Paul Gauguin - Where Do We Come From?

Paul Gauguin
Where Do We Come From? What Are We? Where Are We Going?
1897-98; Museum of Fine Arts, Boston

Paul Cézanne - The Large Bathers

Paul Cézanne
The Large Bathers
1906; Philadelphia Museum of Art

Gauguin, Cézanne, Matisse: Visions of Arcadia



This exhibition at the Philadelphia Museum of Art shows three monumental canvases, each a powerful response to the Arcadian tradition: Paul Cézanne’s 'The Large Bathers' (1906; Philadelphia Museum of Art), Paul Gauguin’s 'Where Do We Come From? What Are We?

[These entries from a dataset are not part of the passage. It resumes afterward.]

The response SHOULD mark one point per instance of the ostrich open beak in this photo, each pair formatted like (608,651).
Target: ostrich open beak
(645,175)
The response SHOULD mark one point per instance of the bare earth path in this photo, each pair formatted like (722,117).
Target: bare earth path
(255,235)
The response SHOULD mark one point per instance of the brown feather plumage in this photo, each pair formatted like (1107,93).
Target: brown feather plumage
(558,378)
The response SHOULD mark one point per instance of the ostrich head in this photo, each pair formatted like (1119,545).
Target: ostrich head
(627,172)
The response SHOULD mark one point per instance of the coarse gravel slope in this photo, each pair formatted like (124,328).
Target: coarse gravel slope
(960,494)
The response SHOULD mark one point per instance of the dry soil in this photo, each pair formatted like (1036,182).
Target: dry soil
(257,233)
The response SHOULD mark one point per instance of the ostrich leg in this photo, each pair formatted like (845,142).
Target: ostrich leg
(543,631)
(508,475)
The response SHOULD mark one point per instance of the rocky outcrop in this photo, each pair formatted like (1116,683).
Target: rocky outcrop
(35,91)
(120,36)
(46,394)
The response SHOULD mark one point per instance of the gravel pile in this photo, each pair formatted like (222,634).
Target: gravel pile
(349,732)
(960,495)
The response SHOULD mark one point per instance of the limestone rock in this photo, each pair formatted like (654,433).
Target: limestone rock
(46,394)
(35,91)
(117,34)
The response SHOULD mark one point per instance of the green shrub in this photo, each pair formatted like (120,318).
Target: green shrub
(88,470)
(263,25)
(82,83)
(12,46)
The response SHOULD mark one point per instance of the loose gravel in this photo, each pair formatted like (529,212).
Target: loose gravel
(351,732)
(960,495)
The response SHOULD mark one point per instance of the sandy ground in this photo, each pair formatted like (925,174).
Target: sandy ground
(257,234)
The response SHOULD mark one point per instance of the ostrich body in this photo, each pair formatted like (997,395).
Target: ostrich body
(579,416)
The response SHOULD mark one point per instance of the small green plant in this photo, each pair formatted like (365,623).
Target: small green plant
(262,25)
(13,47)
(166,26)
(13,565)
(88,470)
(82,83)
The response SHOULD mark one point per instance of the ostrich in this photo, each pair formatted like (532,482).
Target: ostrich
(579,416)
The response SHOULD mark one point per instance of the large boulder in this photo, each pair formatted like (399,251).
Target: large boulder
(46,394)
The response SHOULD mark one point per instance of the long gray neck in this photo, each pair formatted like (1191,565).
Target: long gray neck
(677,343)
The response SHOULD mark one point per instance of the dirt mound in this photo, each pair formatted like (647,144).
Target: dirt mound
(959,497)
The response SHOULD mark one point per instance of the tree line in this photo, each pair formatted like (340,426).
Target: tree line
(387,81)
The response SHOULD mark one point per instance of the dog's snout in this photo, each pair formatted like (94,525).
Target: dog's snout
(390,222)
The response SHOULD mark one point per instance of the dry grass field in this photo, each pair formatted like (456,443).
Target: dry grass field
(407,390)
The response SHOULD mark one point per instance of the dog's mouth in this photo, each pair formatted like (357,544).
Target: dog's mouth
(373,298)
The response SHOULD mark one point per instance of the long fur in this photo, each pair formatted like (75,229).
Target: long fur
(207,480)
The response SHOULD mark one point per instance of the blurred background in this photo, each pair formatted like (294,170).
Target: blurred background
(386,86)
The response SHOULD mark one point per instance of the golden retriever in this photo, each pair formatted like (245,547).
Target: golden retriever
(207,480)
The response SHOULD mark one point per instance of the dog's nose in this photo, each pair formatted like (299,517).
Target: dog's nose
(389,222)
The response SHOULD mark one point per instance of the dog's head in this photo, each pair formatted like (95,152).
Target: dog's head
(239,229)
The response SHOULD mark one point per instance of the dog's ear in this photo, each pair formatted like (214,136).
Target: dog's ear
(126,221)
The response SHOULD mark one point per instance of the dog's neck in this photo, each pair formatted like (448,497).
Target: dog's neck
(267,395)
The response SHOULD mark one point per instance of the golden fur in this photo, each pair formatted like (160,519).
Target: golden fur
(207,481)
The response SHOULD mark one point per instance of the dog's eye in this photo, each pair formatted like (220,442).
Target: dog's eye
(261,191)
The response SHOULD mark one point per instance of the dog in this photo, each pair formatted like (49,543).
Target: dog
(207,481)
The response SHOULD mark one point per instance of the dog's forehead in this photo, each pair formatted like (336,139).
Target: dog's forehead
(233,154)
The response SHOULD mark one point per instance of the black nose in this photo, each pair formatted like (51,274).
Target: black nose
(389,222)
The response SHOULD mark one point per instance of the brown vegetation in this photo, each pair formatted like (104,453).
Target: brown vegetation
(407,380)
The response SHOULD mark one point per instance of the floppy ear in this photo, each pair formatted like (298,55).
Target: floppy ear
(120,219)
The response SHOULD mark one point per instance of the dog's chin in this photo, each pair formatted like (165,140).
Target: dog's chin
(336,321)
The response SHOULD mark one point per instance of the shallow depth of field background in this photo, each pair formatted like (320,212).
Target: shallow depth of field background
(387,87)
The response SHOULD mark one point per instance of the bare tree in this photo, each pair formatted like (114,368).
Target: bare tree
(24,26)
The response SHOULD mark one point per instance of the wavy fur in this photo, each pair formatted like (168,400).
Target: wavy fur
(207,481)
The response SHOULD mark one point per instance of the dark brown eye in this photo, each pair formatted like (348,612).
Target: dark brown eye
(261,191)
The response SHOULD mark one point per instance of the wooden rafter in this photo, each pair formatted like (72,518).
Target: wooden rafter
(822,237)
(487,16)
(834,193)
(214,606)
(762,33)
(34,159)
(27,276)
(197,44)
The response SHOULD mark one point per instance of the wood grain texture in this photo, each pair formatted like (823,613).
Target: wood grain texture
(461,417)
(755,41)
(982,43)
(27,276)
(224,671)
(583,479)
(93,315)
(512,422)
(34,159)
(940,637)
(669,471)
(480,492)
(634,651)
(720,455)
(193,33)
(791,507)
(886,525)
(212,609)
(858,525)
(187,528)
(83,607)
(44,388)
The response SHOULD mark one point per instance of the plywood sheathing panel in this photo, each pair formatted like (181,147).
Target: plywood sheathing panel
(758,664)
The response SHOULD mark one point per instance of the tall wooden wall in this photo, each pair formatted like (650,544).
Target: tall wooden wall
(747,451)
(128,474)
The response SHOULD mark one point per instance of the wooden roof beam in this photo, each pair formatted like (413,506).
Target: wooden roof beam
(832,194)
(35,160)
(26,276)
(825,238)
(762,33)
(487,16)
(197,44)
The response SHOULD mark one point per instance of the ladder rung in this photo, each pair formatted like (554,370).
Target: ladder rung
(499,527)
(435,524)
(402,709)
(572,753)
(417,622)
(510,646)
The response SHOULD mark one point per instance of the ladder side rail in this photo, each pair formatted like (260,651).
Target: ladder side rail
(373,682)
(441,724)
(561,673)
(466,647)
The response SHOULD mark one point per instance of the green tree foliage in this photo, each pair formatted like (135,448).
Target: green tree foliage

Where Are We Going?' (1897-98; Museum of Fine Arts, Boston), and Henri Matisse’s 'Bathers by a River' (1909-17; The Art Institute of Chicago).

June 20–September 3, 2012.

Source: Philadelphia Museum of Art

The dream of Arcadia, a mythic place of beauty and repose where humankind lives in harmony with nature, has held an enduring appeal for artists since antiquity. With its promise of calm, simplicity, and order, it has served as both an inspiration—the sought for, but never fulfilled ideal of a paradise here on earth—and as an image of refuge, a place that is distant and seemingly protected from the vicissitudes of life. In the late 19th and early 20th centuries, a time of sweeping and often disruptive social, technological, and intellectual change, this dream found a powerful new currency and once again spurred the imagination of a new generation of painters—many of whom played key roles in the development of modern art.

The exhibition examines the different, yet closely related and complementary meanings of these three paintings, each a landmark in the history of modern art.

Gauguin, Cézanne, Matisse: Visions of Arcadia reflects the challenge of expressing a timeless and deeply human ideal with new urgency and meaning in the modern era,” said Joseph J. Rishel, The Gisela and Dennis Alter Senior Curator of European Painting before 1900, and Senior Curator of the John G. Johnson Collection and the Rodin Museum. “By bringing together these ambitious works, we hope to convey an unusual range of achievement leading up to World War I, as artists fueled by high optimism and sometimes profound unease looked inward and to each other to give creative shape to the common fate of the human condition.